Zwar könnte man einwenden, »Helicopter money« sei vom neoliberalen US-amerikanischen Ökonomen und Pinochet-Bewunderer Milton Friedman erfunden worden, doch sonst hat das Bistumsblatt mit dem »Vater des Monetarismus« doch auch keine Probleme.

Zusammen mit dem nicht minder reaktionären August von Hayek erdachte Friedman an der University of Chicago jene »Reagonomics«, mit denen die US-amerikanische Mittelschicht in den 80er Jahren weitgehend zugunsten des Finanzkapitals enteignet wurde. Doch eine geldpolitische Maßnahme der Regierung oder – was Friedman sicher lieber gewesen wäre – der Zentralbank ist ja nicht deshalb falsch, weil sie von einem Diktatorenanhänger stammt.

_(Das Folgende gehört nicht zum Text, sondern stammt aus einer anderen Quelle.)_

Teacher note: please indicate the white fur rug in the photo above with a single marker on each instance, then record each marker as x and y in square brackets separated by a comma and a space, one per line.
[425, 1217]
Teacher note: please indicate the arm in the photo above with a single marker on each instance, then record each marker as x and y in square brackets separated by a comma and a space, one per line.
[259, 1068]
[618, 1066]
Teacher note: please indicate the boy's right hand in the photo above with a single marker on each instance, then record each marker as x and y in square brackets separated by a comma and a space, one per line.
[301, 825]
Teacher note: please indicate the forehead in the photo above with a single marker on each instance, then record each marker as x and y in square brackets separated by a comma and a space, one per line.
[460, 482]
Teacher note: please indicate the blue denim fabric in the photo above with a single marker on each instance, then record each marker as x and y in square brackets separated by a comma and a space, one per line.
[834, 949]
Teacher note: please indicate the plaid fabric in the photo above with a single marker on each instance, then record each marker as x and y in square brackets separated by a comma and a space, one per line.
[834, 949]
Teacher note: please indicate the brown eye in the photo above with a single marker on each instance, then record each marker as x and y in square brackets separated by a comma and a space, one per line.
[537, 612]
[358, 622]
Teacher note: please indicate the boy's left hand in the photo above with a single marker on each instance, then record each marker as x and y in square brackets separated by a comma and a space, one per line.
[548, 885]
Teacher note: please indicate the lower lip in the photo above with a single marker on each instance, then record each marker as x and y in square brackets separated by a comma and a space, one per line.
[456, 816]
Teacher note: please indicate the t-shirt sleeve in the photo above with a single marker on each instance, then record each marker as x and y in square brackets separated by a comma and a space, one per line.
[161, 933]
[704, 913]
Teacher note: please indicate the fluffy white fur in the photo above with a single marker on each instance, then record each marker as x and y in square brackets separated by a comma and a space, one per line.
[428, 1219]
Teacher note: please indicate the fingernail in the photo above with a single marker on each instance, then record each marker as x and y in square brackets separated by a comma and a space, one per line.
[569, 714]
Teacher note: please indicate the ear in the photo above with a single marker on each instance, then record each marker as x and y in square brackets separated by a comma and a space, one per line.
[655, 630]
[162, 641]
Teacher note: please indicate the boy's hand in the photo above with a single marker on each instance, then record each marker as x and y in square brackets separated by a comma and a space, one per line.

Der Begründer der Monetaristischen Schule wollte mit seinem »Helicopter money« aufzeigen, daß Inflation immer und überall von der Menge des in Umlauf befindlichen Geldes abhängt. Wenn also beispielsweise die US-amerikanische Notenbank Fed einen Hubschrauber mietet, einen Haufen Dollarnoten einlädt und dieses »Helikoptergeld« auf Städte und Dörfer regnen läßt, so würde der plötzliche Geldsegen die Menschen veranlassen, mehr zu kaufen, sagte Friedman voraus. Und eine höhere Nachfrage – so wird es jedenfalls an jeder Universität in den USA oder Europa gelehrt – läßt die Preise steigen.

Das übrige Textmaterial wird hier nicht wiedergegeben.